Home away from home
Following yesterday’s wet-and-wild stage 11 epic (and a long drive afterwards), a later-than-normal start to stage 12 was much appreciated by all on Team Beardy. It was also a chance to go and visit my cousin's in-laws, Socorro and Cesar, who live in La Herradura, a 35 min drive from today’s start town of Motril.
Arriving in the quaint seaside town, Socorro came down to meet us - welcoming Don Àlvaro and myself in via an enormous hug and kiss on each cheek. They had been following our adventures and sat us down for a for a proper breakfast, with The Don serving as translator.
Nothing beats feeling at home thousands of kilometres from your actual home. This was reinforced when Socorro kindly reminded us both that we were welcome back at any time. Looking at the beach out the window, I was firmly of the opinion that I would be taking them up on their offer in the not-too-distant future.
Still, shortly afterwards we had to, reluctantly, shake off the relaxing holiday vibes of La Herradura and get back to work capturing stage 12. However, not before Socorro made us a couple of sandwiches to take with us, along with another big hug and kiss. Spanish hospitality really is incredible - The Don was made to feel like an honorary family member, with both my almost-cousins embracing him as their own.
We munched away on our sandwiches in the car - Don Àlvaro commenting that they were way better than any of my #dashboarddelicacies to date.
I had found a nice spot looking back to the nature reserve just outside La Herradura. The goat track up to my spot was legitimate (i.e. it had actual goats on it), however they were wise to me trying to sneak up on them, meaning I only caught a glimpse of them disappearing over the near-vertical edge.
The view down to the beach was sublime. As I watched people frolicking in the sea (and as sweat beads rolled down my face), I thought back to yesterday when I was huddled in the car with five layers (and heated seats) on.
Given this was one of the shortest stages (at only 160km), we had to be quick to catch the riders on the first climb of the day.

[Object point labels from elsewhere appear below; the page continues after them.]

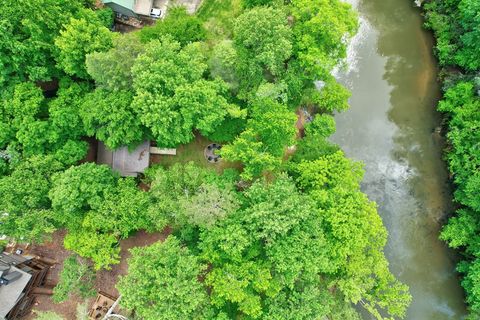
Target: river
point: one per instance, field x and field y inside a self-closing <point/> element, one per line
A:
<point x="391" y="127"/>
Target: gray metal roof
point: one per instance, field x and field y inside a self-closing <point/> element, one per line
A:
<point x="11" y="293"/>
<point x="123" y="161"/>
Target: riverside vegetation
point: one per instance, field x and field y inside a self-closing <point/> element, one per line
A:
<point x="456" y="27"/>
<point x="286" y="237"/>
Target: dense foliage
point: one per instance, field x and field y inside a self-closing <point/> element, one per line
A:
<point x="76" y="277"/>
<point x="162" y="283"/>
<point x="456" y="26"/>
<point x="286" y="235"/>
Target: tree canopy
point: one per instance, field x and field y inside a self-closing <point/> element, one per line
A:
<point x="162" y="283"/>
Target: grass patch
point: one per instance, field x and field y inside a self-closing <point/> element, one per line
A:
<point x="218" y="17"/>
<point x="193" y="152"/>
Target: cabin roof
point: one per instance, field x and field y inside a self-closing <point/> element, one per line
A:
<point x="128" y="163"/>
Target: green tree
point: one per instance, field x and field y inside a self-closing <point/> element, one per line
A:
<point x="320" y="30"/>
<point x="79" y="38"/>
<point x="27" y="33"/>
<point x="208" y="204"/>
<point x="110" y="117"/>
<point x="76" y="277"/>
<point x="262" y="145"/>
<point x="78" y="190"/>
<point x="354" y="232"/>
<point x="24" y="202"/>
<point x="178" y="24"/>
<point x="162" y="283"/>
<point x="112" y="69"/>
<point x="263" y="41"/>
<point x="171" y="95"/>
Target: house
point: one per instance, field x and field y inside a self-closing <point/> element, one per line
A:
<point x="20" y="276"/>
<point x="130" y="8"/>
<point x="127" y="163"/>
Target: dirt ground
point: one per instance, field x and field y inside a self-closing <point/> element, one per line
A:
<point x="105" y="281"/>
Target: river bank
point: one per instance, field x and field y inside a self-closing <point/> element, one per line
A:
<point x="391" y="127"/>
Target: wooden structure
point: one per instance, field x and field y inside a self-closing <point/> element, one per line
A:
<point x="17" y="296"/>
<point x="102" y="305"/>
<point x="127" y="163"/>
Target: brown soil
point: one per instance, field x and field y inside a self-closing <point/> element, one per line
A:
<point x="105" y="281"/>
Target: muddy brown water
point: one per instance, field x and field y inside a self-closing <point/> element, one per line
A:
<point x="391" y="127"/>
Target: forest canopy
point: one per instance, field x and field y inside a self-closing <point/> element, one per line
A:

The procession of team cars, all with a similar itinerary, helped our cause as we tried to leap-frog the riders. However, they didn’t make it easy for us - averaging 50kph ahead of the climb!
The climb snaked up the very dry vegetation (baking under the hot sun) and even featured a couple of big old eucalyptus trees. With the shimmering sea behind them, I couldn’t help but feel I was somehow back in Australia. However, that was where the similarities ended, as the crowds of spectators started yelling “venga vamos!” at the approaching riders.
More of the same
After the last rider had passed, we high-tailed it straight to the finish, scoring a rockstar park right in front of the press centre. We had also made it with time to spare - allowing us the luxury of some valuable time to plan our approach. On a day like this, when everything goes to plan, we try to savour every moment - because they don’t come around that often!
It had been so long since we had captured a stage finish that it felt like a novelty hanging with all the other photographers. There had been plenty of action with breakaways and crashes, making it about as exciting as a finish gets. I hovered around trying to capture all the details.
One thing I hadn’t missed was the podium fiasco. I can confirm that la Vuelta hasn’t yet taken on any of my advice, instead offering up more of the same. There was a long delay as Froomie got patched up by the doc. The poor guy even had a plaster on his thumb!